In 2003, on our way from Washington, D.C., to New York to watch Les Misérables on Broadway, my wife Leonor and I made a side trip to the imposingly neon-lit gaming center of Atlantic City on the East Coast. No, we were not inveterate gamblers out to break the bank at the stately Trump Taj Mahal casino. We were simply being treated to a night out by a wealthy relative who had made a small fortune in the United States by working as many as three day-and-night sales clerking jobs for nearly 20 years. She had given each of us $100 for gambling money, Leonor’s for a try at the slot machines and mine for a sortie at the baccarat tables.
Expectedly, my puny $100 lasted only a few rounds of blackjack. I was actually an embarrassment among the well-heeled players who, as some former and current top Philippine government officials are reputed to do, would bet as high as $20,000 on a single play. I therefore hurriedly left for the slot machines to see how Leonor was doing. Down to her last token, she was in a decidedly foul mood. When she saw me she plunked the metal into the slot machine in a way that plainly meant good riddance, yanked the lever, and stood up to join me. “These things are really designed to dupe you with fierce regularity,” she said. But just as we were leaving, the machine suddenly clanged and a bell started ringing. From the machine’s maw spewed tokens that ran to a few hundred dollars. A minor commotion ensued as an attendant came with a small plastic barrel, scooped the tokens, and brought us to the cashier to change the booty to greenbacks.
Leonor and I gleefully decided to open a U.S. dollar account with our winnings. Our relative, however, wiser to the ways of the world, admonished us that such wealth earned with no sweat was no good and wouldn’t last. He suggested that to exorcise the bad luck from it, we should instead treat everybody in our entourage to a Big Mac and French fries. I promised to do that after a leisurely stroll on the boardwalk along the coast, near which the surf of the Atlantic Ocean crashed with melodious regularity in the darkness.
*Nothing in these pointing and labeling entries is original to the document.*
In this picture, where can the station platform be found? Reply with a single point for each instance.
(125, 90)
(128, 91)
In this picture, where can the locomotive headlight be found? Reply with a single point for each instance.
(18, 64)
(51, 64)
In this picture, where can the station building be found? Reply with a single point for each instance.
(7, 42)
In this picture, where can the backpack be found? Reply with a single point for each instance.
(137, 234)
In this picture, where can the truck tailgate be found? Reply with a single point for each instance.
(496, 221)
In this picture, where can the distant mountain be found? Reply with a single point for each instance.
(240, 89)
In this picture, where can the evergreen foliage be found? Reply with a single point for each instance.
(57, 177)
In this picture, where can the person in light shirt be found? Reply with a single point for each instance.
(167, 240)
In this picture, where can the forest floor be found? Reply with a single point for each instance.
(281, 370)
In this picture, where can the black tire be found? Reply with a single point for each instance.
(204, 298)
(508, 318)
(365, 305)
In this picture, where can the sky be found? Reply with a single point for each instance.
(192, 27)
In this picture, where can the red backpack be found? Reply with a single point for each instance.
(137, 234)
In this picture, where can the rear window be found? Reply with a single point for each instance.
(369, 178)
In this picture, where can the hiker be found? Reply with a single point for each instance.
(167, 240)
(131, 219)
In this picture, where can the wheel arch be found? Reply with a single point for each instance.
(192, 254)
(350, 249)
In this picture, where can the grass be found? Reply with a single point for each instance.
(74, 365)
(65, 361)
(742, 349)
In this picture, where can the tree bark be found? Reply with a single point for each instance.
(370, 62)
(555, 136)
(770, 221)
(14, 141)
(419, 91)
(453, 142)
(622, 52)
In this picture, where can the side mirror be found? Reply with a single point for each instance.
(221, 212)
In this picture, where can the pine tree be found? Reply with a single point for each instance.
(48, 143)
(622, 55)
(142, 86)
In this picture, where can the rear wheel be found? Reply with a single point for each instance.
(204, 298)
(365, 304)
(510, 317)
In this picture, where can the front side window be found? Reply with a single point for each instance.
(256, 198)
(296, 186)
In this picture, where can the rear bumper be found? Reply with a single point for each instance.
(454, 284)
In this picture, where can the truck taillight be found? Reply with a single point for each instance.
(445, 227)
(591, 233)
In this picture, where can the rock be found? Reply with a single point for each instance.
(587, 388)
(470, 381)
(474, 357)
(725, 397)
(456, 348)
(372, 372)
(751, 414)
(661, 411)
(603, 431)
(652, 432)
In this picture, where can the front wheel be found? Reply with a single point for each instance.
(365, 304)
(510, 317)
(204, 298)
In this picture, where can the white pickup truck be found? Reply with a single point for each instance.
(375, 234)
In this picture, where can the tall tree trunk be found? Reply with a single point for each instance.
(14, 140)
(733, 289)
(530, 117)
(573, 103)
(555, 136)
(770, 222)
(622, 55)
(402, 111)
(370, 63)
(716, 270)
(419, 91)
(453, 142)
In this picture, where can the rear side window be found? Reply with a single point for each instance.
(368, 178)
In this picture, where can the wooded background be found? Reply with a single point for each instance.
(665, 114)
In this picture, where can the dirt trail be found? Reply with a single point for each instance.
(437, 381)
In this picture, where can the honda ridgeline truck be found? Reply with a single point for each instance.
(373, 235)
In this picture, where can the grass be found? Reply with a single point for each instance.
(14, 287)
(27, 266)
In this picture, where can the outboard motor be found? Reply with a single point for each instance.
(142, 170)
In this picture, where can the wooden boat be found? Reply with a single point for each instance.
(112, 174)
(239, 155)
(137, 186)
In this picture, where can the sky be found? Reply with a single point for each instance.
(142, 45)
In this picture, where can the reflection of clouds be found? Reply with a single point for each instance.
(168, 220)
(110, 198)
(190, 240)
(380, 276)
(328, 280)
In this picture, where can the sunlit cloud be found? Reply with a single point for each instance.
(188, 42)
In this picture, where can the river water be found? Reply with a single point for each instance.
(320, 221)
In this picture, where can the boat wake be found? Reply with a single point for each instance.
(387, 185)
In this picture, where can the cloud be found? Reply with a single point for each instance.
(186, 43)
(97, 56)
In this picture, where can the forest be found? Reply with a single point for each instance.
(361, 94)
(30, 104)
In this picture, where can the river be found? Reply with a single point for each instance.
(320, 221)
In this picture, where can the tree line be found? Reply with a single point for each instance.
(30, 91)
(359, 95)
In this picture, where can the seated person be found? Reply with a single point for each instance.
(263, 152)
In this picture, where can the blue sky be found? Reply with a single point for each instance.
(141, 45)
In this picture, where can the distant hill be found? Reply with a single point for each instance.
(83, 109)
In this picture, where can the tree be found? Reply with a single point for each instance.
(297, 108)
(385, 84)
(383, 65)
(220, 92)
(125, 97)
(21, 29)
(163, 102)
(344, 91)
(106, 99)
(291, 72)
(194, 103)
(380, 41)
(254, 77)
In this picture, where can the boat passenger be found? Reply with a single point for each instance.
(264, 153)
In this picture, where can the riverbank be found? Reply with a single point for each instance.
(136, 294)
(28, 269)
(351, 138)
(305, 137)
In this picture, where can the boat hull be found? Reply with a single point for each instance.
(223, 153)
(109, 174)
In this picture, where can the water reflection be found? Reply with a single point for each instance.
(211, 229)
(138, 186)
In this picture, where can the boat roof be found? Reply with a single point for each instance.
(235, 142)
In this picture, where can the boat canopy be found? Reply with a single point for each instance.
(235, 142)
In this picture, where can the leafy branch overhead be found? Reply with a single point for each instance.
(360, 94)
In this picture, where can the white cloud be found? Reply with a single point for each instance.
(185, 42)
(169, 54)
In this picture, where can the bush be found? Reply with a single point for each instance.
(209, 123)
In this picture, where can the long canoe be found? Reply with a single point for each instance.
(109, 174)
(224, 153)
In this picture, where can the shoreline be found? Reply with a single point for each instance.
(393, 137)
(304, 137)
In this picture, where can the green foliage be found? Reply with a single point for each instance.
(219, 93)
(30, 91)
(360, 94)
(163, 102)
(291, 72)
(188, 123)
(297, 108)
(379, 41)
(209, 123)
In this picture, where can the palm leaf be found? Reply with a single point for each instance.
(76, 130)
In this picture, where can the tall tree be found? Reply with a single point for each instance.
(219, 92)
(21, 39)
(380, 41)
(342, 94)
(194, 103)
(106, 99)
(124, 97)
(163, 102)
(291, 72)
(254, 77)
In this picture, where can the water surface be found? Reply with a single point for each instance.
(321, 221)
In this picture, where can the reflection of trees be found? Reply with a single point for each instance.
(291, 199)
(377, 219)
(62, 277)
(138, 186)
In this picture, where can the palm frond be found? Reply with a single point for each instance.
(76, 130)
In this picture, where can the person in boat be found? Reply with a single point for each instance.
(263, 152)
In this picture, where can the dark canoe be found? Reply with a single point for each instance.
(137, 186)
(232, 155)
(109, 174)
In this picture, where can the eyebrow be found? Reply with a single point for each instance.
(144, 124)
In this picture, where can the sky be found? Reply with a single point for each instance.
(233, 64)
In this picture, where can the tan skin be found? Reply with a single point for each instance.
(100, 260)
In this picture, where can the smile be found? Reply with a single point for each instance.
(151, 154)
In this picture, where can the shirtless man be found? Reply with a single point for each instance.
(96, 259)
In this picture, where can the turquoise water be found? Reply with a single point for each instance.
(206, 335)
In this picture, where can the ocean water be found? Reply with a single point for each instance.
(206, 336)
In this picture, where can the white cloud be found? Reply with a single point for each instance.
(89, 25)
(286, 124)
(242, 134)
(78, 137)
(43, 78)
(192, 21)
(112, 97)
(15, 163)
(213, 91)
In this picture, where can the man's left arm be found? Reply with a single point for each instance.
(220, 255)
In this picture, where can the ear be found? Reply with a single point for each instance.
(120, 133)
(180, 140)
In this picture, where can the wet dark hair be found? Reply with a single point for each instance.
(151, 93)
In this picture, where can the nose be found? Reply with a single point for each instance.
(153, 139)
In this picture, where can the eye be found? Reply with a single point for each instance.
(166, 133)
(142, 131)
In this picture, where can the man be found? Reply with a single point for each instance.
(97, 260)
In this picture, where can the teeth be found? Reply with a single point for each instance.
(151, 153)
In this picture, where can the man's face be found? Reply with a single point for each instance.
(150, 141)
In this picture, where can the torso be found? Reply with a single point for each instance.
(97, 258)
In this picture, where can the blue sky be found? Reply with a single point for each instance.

Later, as I chomped a Big Mac and looked at some of the bloodshot-eyed gamblers wolfing the same, I was reminded of a story about how the English word “sandwich” came about, and how it came to represent a concept that is probably as popular as “love” and “mother.” The roots of “sandwich” had actually been traced to an odd gambling-related practice in Old England, in the same manner that many Filipinos, in both the real and figurative sense, can trace their ancestry or parentage to an “anak ng jueteng.” It is told that in the mid-1700s, John Montague, the 4th Earl of Sandwich, got so addicted to gambling that he refused to leave the card table even to eat. He thus would ask his servants to put meat, cheese, and other foodstuff between two slices of bread for him to get by. The Earl’s concoctions were the first of their kind, and in time they were named not after him but after his town. The rest, including my Big Mac, was history.
Let me add as a footnote that Sandwich is a Saxon word that means “sandy place” or “a place in the sand,” which of course has absolutely nothing to do with food. (Or are we really that sure?) And close to Sandwich there was a small village called Ham, which, I must warn you, had got nothing to do with hamburger either; this sandwich variety was first concocted in Hamburg in Germany. The word “ham” actually came from the English word “hamlet,” which means “a small village.” And while we are at it, I might as well tell you that the Anglo-Saxons called a saltwork or a place that produced salt a “wich.” So, it turns out that most if not all of the English towns whose names end in “wich”—such as Northwich, Nantwich, Middlewich, and most likely also Greenwich and Sandwich—once produced salt as a cottage or major industry, like our very own Las Piñas in Parañaque. (Now would you still want to name your new pastry shop Northwich or Southwich?)
All of these ruminations as I dined along the Atlantic Coast prove my little thesis that the roots of English are not as elegant and romantic as many of us colonial-minded Filipinos think. It’s just that far too many English words and icons had relentlessly pummeled our minds since the Americans came to our shores. Many English words we are fond of using—like Crosby (“village where there are crosses,” by being an old Norse word for “village”) and Milton (“farmstead with a mill,” tun being an Old English word for “farmstead”)—are actually as “baduy” and as wedded to the earth as original Tagalog place names like Maasin (“with plenty of salt”), Marulas (“slippery”), Meycauayan (“with some bamboos”), Malinta (“full of leeches”), and Maahas (“infested with snakes”).
I suppose there were thousands of such Tagalog or vernacular place names that had been blotted out of existence when the Spaniards went on a name-changing spree in our country. You all know that they renamed most of our villages after a saint, such as San Roque, San Agustin, and San Eutiquio and—when the list ran out—even such curiosities as Sta. Mesa and Sta. Cruz. That, of course, is another extremely fascinating story outside plain and simple English that begs to be told. (2003)
This essay, which first appeared in my English-usage column in The Manila Times and subsequently formed part of my book English Plain and Simple, is part of a collection of my personal essays from mid-2002 to date.